The project is finally done, months late and millions over budget. Your beleaguered team staggers into a lessons-learned session, brave-faced and primed for battle. Some question the point of the exercise. Everybody’s memory is fuzzy. Fingers start pointing.
Even the most principled professionals will be sorely tempted to broadcast the great successes while camouflaging the failures; nobody wants their bad decisions dissected and laid out for all to see. There’s not a lot of time to provide context. The consultant dutifully writes everything down and is out the door.
It’s all written up, keywords are duly attached, and the lessons are filed away in a document, spreadsheet or database. Companies that follow best practices might integrate the most critical of these lessons into standard operating practices. The rest will be boxed away, out of sight and out of mind, read by only the most enterprising and keyword-savvy of your team members.

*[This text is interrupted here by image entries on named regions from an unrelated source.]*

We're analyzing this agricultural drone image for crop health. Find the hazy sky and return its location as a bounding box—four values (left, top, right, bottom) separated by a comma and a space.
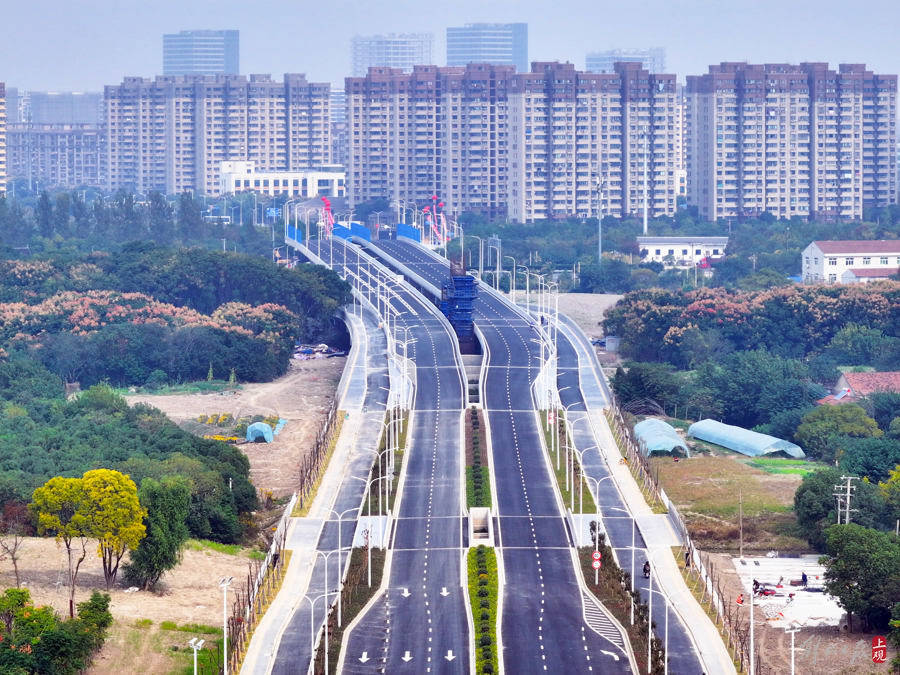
0, 0, 900, 91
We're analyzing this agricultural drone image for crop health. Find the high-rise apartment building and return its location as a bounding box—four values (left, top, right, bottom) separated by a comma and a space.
685, 63, 897, 220
346, 64, 514, 217
507, 63, 678, 222
0, 82, 6, 195
447, 23, 528, 73
350, 33, 434, 77
163, 30, 241, 75
104, 74, 331, 194
7, 123, 106, 188
584, 47, 666, 75
331, 88, 350, 169
24, 91, 103, 124
346, 63, 677, 222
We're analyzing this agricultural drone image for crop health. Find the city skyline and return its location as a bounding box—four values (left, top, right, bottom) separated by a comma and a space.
0, 0, 900, 91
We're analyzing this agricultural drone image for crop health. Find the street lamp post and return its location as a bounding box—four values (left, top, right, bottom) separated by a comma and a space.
300, 587, 331, 672
219, 577, 234, 675
188, 638, 206, 675
350, 476, 387, 588
503, 255, 516, 304
325, 507, 359, 628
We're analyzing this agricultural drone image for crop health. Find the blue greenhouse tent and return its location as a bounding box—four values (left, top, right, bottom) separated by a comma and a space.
634, 417, 691, 457
247, 422, 275, 443
688, 420, 806, 459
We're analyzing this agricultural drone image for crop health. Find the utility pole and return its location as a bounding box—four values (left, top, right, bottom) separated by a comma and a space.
834, 476, 859, 525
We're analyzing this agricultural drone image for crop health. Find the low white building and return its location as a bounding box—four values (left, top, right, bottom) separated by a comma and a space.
219, 161, 347, 198
637, 237, 728, 267
800, 239, 900, 284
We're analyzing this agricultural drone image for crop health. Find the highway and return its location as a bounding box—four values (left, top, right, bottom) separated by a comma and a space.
302, 239, 469, 673
374, 240, 630, 673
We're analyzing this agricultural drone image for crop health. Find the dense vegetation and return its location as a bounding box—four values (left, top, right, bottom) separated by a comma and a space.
0, 588, 112, 675
0, 186, 280, 259
0, 354, 256, 542
0, 243, 348, 385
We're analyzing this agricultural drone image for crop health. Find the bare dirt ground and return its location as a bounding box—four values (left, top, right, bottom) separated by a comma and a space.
0, 537, 250, 675
650, 453, 808, 552
559, 293, 622, 338
127, 357, 347, 497
710, 553, 894, 675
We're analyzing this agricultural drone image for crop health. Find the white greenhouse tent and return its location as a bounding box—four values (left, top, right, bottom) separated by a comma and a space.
688, 420, 806, 459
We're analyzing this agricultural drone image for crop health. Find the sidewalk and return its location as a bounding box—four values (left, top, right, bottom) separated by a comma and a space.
241, 312, 387, 675
561, 322, 734, 673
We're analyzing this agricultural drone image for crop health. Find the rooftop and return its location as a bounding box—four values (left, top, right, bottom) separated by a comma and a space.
844, 371, 900, 397
844, 267, 900, 279
813, 239, 900, 254
637, 236, 728, 246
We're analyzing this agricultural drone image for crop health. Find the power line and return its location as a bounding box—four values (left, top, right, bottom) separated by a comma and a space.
833, 476, 859, 525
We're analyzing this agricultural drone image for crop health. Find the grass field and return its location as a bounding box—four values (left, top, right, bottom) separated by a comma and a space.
747, 457, 817, 476
651, 453, 808, 551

Everyone else will get busy reinventing the wheel.
It’s not clear why companies stick with this cumbersome and inefficient process when the benefits of better knowledge management are so abundantly clear. The US Army Corps of Engineers has reported that for every $1 invested in the collection and application of lessons learned, the Corps saved $120 in project costs. Over seven years, the application of just 29 lessons saved a staggering $53 million — to say nothing of saved time.

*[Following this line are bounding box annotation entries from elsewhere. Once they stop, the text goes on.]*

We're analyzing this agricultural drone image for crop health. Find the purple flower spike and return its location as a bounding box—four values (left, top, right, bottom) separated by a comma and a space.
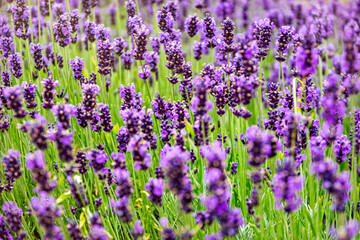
275, 26, 295, 62
97, 40, 113, 75
86, 150, 109, 174
41, 77, 59, 109
336, 219, 359, 240
145, 178, 164, 206
53, 13, 72, 47
333, 135, 351, 164
11, 0, 31, 40
2, 149, 22, 190
9, 53, 22, 78
0, 37, 14, 61
0, 202, 23, 235
132, 25, 150, 60
30, 43, 43, 71
84, 20, 96, 42
254, 18, 275, 58
3, 85, 28, 118
128, 134, 151, 171
113, 38, 129, 56
185, 14, 201, 38
69, 56, 85, 82
131, 220, 144, 239
138, 65, 151, 80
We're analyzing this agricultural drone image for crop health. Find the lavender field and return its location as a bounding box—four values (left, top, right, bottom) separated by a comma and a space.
0, 0, 360, 240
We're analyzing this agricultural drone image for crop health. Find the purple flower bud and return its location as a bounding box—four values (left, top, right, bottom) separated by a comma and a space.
185, 14, 201, 38
254, 18, 275, 58
41, 77, 59, 109
145, 178, 164, 206
69, 56, 84, 82
131, 220, 144, 239
21, 82, 37, 109
2, 202, 23, 233
53, 13, 72, 47
3, 85, 28, 118
97, 40, 113, 75
9, 53, 23, 78
11, 0, 31, 40
84, 20, 96, 42
113, 38, 129, 56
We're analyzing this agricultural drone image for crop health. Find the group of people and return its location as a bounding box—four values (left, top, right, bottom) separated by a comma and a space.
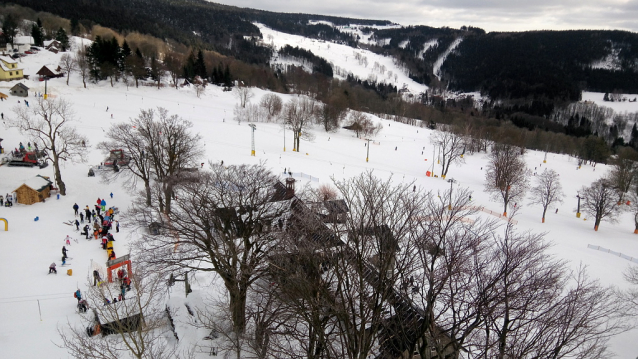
0, 193, 13, 207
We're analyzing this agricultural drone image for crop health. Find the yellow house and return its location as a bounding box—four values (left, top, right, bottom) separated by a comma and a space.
0, 56, 24, 81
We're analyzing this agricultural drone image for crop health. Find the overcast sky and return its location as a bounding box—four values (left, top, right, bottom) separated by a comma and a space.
214, 0, 638, 32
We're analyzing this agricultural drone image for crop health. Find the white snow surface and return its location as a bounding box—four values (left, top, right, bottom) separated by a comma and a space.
256, 24, 428, 93
432, 37, 463, 80
0, 37, 638, 358
582, 91, 638, 113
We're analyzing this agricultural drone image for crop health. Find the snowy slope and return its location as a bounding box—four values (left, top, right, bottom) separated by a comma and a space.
256, 24, 427, 93
0, 38, 638, 358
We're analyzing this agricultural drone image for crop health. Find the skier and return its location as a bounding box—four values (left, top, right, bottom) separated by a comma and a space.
93, 270, 102, 286
78, 299, 89, 313
80, 224, 91, 239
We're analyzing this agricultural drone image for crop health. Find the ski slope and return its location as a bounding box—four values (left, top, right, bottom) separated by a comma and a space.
0, 38, 638, 358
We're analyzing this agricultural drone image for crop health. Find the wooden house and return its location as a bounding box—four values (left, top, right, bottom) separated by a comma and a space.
0, 56, 24, 81
14, 175, 53, 205
36, 65, 64, 78
9, 82, 29, 97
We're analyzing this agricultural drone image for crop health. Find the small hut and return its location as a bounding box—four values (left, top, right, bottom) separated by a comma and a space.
10, 82, 29, 97
14, 175, 53, 204
36, 65, 64, 78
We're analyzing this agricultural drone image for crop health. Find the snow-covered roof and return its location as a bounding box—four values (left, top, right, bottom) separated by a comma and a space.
13, 36, 34, 45
0, 56, 17, 64
24, 175, 52, 192
43, 40, 60, 47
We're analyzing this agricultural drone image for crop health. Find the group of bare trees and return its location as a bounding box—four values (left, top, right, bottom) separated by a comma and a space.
98, 107, 203, 213
126, 165, 631, 359
8, 97, 89, 195
578, 147, 638, 234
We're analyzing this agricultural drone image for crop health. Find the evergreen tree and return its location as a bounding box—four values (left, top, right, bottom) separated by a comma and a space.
69, 18, 80, 36
184, 52, 197, 82
55, 28, 69, 52
224, 65, 233, 87
194, 50, 208, 80
2, 14, 18, 45
31, 23, 44, 46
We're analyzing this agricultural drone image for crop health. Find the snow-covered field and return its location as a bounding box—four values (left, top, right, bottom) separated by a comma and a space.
0, 37, 638, 358
256, 24, 427, 94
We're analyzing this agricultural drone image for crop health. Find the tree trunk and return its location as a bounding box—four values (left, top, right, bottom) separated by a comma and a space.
543, 207, 547, 223
53, 152, 66, 196
594, 216, 601, 231
144, 180, 151, 207
227, 284, 246, 335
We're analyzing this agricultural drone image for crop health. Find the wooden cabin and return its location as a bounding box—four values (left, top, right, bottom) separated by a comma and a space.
14, 175, 53, 205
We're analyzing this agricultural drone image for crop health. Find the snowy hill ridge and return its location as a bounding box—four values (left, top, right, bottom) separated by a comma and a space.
0, 34, 638, 358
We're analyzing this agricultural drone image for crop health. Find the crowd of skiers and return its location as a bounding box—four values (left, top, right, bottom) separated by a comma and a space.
47, 197, 125, 312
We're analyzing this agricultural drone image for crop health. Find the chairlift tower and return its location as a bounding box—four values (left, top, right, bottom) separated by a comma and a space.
248, 123, 257, 156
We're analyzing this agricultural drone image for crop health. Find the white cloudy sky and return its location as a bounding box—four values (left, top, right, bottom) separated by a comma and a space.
215, 0, 638, 31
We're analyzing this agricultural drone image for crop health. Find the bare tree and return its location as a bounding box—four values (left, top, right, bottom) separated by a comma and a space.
259, 93, 283, 119
434, 128, 465, 178
75, 46, 91, 88
8, 97, 89, 196
193, 76, 206, 98
330, 172, 425, 359
317, 96, 348, 132
609, 147, 638, 204
281, 97, 316, 151
140, 164, 289, 335
144, 107, 202, 214
98, 110, 155, 206
580, 178, 621, 231
233, 85, 255, 108
60, 54, 78, 86
485, 144, 529, 216
412, 188, 499, 359
531, 169, 565, 223
58, 267, 180, 359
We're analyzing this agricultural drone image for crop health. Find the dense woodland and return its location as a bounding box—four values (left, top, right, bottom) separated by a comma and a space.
0, 0, 638, 161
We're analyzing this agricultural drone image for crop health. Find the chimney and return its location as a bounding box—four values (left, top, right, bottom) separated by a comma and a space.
286, 177, 295, 199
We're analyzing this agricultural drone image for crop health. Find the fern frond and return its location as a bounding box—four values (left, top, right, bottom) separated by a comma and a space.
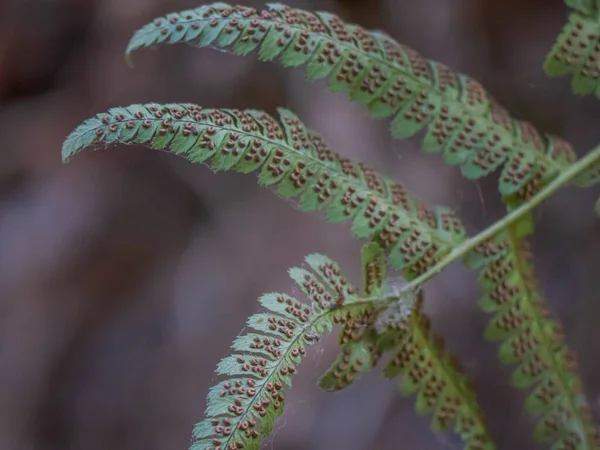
544, 11, 600, 97
126, 2, 575, 195
191, 254, 374, 450
383, 296, 495, 450
565, 0, 600, 16
469, 216, 600, 450
319, 242, 386, 391
63, 104, 465, 273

In an era when transactional costs consume 40% of the average capital project budget and billion-dollar cost overruns are not unheard of, it’s time to start learning from our mistakes.
A powerful new way to manage knowledge
Most companies think about lessons learned as a one-off, post-project event. It’s time to reframe the practice for the 21st century. Today, learning from successes and failures is an undertaking that requires sophisticated, applied knowledge management. In short: We need to start talking about building a knowledge base.
Your knowledge base will contain all of the lessons your company has already learned, which will have to be added manually in the beginning. However, with the help of new technology, the lessons you’re learning right now will be captured in real-time, while the work is taking place. This removes fuzzy memories, finger-pointing, and self-preservation from the equation, leading to a more neutral and fact-based repository of knowledge.
This kind of automated data collection also addresses a critical problem with current practices: the absence of context. Too often, the standard lessons learned exercise focuses only on what went right or what went wrong, and rarely ever delves into the project conditions surrounding success or failure. Incentivizing information capture in the moment ensures that important contextual details are both remembered and shared.
Lessons shared at the moment your team needs them
Finally, powerful new algorithms driven by artificial intelligence can make sure that critical lessons are automatically presented to your team members at the precise moment where the learnings are best applied.
To understand how this works, think about the advertisements that follow you around the Internet. One Saturday afternoon, you spend an hour shopping for a new car on the Internet, and for the next few days the ads for that very car pop up everywhere you go online. The same technology that seems creepy online can save millions of dollars in the workplace.
For example, imagine a U.S.-based project manager is in the middle of scoping a unique, highly technical work package. She receives an alert about a similar work package executed in Mozambique the previous year, which went $2 million over budget. With a single click, the project manager is taken to a summary of the learnings from Mozambique, which can then be applied to the current project. That’s meaningful knowledge management.
Notably, the project manager doesn’t have to remember to search for relevant lessons learned, she doesn’t have to search through files, navigate to a separate computer program, or think up keywords that will surface information relevant to her work. Using big data and machine learning, the platform she’s working in considers the work package she’s scoping and intelligently suggests learnings that are relevant to the work she’s doing.
Equally important, the project manager who executed the work package on the project in Mozambique didn’t have to attend a day-long session during which he had to remember and recount the $2 million boondoggle. The technology captured the entire report while he was working, in real-time. It was then reviewed by a governance committee, stripped of confidential information and entered into the knowledge base, complete with fulsome context and cost impacts.
Lessons learned won’t just apply to highly technical work packages. The consistent application of modern knowledge management practices will make worksites safer, improve the quality of construction, and reduce the number of technical errors.
It’s long past time that we stop reinventing the wheel, and start learning from our mistakes. Let’s get started.